Genome-Wide DNA Methylation in Polycystic Kidney Disease

Abstract

Autosomal Dominant Polycystic Kidney Disease (ADPKD) is a heritable renal disease that causes the enlargement of kidneys due to the bilateral development of fluid-filled cysts. This results in end-stage kidney disease in adults and a reduced life expectancy.

While it is known that a mutation within a PKD-causing gene is required for the development of ADPKD, the underlying mechanisms causing cystogenesis and allowing the progression of disease are not well understood.

As a result of this poor understanding there are few treatment options for patients with ADPKD, therefore a large proportion of patients will progress to end-stage renal disease for which they will need dialysis or renal transplantation.

Epigenetic modifications including DNA methylation are known to be altered in neoplasia, for which there are now several FDA-approved therapeutic drugs. As there are many similarities between ADPKD and neoplasia, we postulate that like tumour tissue, ADPKD tissue contains differentially methylated regions that may be exploited for future therapeutic discovery.

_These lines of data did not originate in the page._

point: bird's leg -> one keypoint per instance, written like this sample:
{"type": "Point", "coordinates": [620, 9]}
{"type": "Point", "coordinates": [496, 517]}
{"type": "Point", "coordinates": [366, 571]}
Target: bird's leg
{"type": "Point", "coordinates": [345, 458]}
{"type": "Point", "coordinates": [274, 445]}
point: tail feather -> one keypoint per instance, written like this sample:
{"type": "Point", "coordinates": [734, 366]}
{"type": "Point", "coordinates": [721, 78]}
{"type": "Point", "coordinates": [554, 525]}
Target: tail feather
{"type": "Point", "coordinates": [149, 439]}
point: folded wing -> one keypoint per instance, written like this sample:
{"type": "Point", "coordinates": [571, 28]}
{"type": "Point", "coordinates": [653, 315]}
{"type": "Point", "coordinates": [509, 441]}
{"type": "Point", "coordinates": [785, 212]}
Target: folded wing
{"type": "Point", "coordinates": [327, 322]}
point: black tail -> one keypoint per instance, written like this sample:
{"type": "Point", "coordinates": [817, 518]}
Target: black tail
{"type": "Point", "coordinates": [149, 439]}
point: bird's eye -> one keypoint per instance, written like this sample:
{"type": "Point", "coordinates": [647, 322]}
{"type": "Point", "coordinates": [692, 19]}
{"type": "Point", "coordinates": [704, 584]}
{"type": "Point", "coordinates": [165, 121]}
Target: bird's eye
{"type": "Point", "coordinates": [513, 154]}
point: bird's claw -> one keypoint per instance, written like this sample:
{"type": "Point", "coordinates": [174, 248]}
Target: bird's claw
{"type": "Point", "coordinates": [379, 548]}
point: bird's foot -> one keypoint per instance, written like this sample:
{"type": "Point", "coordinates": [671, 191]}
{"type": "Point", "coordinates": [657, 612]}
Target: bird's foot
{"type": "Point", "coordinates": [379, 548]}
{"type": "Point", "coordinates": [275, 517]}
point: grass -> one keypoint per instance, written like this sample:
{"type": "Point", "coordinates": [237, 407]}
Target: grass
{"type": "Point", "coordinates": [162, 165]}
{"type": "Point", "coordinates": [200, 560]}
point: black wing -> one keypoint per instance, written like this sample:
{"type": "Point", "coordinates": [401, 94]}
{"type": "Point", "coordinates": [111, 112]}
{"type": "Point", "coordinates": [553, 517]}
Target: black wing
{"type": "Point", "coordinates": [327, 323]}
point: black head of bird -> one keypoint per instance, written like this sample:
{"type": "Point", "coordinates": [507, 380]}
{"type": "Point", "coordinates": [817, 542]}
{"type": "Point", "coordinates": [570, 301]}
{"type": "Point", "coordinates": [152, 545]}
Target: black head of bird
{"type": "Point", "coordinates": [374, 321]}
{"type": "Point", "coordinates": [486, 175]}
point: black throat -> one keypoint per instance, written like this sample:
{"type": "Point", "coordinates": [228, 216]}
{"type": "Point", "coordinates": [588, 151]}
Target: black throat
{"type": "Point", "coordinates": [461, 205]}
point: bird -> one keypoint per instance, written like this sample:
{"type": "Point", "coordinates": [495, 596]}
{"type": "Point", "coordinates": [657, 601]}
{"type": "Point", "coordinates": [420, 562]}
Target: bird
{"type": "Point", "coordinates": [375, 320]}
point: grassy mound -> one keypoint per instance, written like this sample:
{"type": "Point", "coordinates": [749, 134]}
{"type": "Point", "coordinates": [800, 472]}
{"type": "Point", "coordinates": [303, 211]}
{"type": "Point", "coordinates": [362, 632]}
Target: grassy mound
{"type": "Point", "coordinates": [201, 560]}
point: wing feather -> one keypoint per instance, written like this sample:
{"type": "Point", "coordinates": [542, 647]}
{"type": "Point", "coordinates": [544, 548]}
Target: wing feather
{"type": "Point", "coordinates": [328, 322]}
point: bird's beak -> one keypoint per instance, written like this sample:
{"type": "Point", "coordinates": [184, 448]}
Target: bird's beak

To investigate this, we have performed reduced representation bisulfite sequencing (RRBS) on four ADPKD kidney tissue samples, and three non-ADPKD kidney tissue samples. In this analysis we confirm that there are 13 regions in the genome with differential methylation, and there is a global trend of hypomethylation in ADPKD. Furthermore, the 3’ end of the PKD associated gene PKD1 shows increased methylation associated with increased mRNA expression. To investigate whether DNA methylation changes are universally changed in ADPKD cysts, we performed RRBS on a further eight ADPKD samples, each from unique cysts from a single ADPKD patient. In this analysis there were differential methylation patterns in each cyst, however these changes were not consistent between cysts.

These data show trends in global methylation in ADPKD not previously reported, and methylation changes within the genes NAGLU and GET4 concomitant with gene expression, which require further investigation to identify their role in ADPKD.